Updated: 04/21/2014 10:50 PM
Created: 04/21/2014 4:47 PM WDIO.com
By: Maarja Anderson
A subsection of a large bill going through the Minnesota legislature is causing quite the stir in the health care industry.
The bill (HF 435/SF 511) defines the duties and regulation of advanced practice registered nurses (APRNs). APRNs include nurse midwives, nurse practitioners, clinical nurse specialist, and nurse anesthetists. Supporters of the bill say it removes barriers for APRNs by allowing them to do certain work without a collaborative agreement with a physician.
But it's a section regarding registered nurse anesthetists that has doctors in the field of interventional pain medicine worried.
"Not everything in the state capitol is a matter of life or death, but this qualifies," said Dr. Louis Saeger, the president of the Minnesota Society of Interventional Pain Physicians.
Leaders in the field are traveling the state with a skeleton and needles. They're trying to show lawmakers just how dangerous their work can be.
"The thing about interventional pain management is that if an injection or procedure is done even one millimeter off target it can be the difference between pain relief, serious injury or death," said Dr. Andrew Will, the president of the Minnesota of Physical Medicine and Rehabilitation Physicians.
The subsection would allow registered nurse anesthetists (CRNAs) to deliver nonsurgical treatments for chronic pain.
Saeger said nurses aren't trained to do the procedures.
"We do not need to lower the standards for a highly complex medical sub-specialty that involves but not limited to highly technical, potentially dangerous procedures," said Saeger.
The Minnesota Association of Nurse Anesthetists (MANA) is a statewide professional organization of CRNAs.

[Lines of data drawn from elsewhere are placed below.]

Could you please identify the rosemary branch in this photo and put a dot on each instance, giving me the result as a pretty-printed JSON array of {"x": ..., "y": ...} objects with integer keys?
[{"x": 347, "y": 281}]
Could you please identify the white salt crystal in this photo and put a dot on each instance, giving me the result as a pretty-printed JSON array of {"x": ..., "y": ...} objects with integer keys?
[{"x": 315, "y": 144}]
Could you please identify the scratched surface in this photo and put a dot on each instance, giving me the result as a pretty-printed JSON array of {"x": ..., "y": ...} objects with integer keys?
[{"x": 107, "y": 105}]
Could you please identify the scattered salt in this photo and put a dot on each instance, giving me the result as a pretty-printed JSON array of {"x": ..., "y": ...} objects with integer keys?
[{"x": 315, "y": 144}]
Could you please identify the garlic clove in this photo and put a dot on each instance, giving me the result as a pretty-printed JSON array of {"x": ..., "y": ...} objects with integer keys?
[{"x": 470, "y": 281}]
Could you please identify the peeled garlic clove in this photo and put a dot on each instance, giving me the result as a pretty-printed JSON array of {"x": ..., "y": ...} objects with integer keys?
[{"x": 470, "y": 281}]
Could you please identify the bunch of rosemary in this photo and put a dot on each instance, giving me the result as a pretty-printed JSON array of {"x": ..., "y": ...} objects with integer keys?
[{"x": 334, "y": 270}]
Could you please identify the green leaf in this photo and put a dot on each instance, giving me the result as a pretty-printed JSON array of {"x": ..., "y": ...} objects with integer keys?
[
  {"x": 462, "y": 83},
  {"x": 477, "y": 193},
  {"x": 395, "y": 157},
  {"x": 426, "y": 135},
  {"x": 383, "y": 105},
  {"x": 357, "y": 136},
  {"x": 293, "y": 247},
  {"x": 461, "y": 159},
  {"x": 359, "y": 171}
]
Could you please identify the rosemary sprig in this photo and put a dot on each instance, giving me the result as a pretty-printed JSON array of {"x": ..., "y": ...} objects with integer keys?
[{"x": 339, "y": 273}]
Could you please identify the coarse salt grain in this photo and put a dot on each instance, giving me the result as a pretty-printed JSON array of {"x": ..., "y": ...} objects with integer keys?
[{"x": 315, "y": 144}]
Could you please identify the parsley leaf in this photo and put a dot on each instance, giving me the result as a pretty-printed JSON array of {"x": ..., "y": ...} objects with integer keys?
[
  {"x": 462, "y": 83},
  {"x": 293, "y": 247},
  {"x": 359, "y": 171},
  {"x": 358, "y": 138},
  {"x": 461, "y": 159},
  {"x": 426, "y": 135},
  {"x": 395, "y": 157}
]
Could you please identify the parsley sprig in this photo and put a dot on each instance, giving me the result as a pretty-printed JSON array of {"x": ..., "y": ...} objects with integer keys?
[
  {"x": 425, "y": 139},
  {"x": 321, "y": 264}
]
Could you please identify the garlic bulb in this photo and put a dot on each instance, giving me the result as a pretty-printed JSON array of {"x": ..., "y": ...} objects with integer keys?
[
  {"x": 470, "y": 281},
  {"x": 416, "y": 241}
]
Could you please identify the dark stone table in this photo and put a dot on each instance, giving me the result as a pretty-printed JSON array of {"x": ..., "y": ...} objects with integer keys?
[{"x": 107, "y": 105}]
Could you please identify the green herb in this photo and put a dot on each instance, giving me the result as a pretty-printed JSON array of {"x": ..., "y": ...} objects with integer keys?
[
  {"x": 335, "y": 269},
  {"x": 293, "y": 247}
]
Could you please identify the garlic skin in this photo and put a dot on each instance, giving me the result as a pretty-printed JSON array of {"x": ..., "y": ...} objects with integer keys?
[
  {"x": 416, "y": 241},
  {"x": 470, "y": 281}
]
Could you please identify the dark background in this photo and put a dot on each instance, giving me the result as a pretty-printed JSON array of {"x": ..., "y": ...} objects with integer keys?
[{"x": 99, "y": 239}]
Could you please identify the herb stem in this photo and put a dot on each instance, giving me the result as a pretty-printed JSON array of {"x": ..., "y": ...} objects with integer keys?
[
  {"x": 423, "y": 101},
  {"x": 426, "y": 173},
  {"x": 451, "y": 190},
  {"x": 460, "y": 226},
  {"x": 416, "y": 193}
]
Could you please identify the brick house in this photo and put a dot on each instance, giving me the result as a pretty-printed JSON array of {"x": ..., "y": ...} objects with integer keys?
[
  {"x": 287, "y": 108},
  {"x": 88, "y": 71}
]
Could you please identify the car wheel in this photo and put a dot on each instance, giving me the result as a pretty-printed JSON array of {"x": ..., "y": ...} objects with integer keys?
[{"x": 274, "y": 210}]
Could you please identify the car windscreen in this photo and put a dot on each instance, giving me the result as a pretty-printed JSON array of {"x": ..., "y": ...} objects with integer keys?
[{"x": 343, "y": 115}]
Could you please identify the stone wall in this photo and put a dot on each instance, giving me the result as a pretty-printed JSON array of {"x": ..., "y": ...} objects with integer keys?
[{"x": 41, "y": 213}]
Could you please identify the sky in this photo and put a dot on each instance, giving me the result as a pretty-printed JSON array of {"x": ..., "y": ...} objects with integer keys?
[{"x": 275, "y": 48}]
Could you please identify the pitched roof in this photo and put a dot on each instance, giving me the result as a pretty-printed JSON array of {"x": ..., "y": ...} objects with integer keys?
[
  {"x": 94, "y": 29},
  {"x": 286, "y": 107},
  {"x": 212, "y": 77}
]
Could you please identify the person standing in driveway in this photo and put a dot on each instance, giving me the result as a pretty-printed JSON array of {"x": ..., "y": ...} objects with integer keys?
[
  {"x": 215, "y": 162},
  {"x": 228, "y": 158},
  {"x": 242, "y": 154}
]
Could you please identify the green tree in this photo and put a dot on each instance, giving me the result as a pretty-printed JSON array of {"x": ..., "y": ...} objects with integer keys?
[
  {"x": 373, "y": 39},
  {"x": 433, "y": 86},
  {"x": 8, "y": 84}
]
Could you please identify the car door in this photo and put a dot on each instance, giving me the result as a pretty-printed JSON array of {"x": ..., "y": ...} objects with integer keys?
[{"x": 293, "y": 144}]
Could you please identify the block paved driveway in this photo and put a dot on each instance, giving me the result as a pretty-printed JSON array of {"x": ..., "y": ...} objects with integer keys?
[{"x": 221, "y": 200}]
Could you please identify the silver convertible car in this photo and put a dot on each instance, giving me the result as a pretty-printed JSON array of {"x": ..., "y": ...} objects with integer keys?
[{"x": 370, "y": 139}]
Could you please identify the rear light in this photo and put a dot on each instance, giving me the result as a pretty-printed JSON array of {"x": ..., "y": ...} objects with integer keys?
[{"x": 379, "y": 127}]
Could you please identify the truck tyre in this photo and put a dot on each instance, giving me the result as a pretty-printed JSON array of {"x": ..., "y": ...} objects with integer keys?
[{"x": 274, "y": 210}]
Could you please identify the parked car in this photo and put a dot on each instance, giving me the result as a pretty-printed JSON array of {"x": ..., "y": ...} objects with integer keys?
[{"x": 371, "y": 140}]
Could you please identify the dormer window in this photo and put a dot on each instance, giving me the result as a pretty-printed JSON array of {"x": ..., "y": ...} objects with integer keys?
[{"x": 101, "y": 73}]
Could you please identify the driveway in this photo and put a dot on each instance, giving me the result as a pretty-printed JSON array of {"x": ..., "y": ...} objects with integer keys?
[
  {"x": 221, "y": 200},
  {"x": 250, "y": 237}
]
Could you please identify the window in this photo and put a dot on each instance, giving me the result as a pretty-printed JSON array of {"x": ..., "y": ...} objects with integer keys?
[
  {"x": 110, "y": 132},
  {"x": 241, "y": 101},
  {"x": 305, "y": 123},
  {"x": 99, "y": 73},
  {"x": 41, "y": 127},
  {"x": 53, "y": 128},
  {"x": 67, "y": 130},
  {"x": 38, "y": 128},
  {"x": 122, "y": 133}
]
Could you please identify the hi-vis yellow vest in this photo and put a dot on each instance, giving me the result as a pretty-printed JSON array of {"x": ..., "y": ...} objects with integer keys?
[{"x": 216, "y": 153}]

They support the legislation, saying the bill would allow for greater access to health care in rural areas.
Julie Hendricks, a CRNA in Duluth and on the association's board, said they aren't looking to expand their work. The group just wants to keep doing what they are doing.
"The CRNAs that are doing the simpler pain procedures right now don't want to harm their patients, but they want to be able to continue to provide the service to their patients that they've developed relationships with," she said.
Hendricks said CRNAs often administer labor epidurals, but a few specially trained in her field do administer pain injections, such as steroid injections.
The same bill died in the capitol four years because of the conflict around chronic pain medication.
The doctors in opposition to the subsection would like to do an informational audit with the Department of Health to get a better idea of what CRNAs do in Minnesota before they come up with an amendment.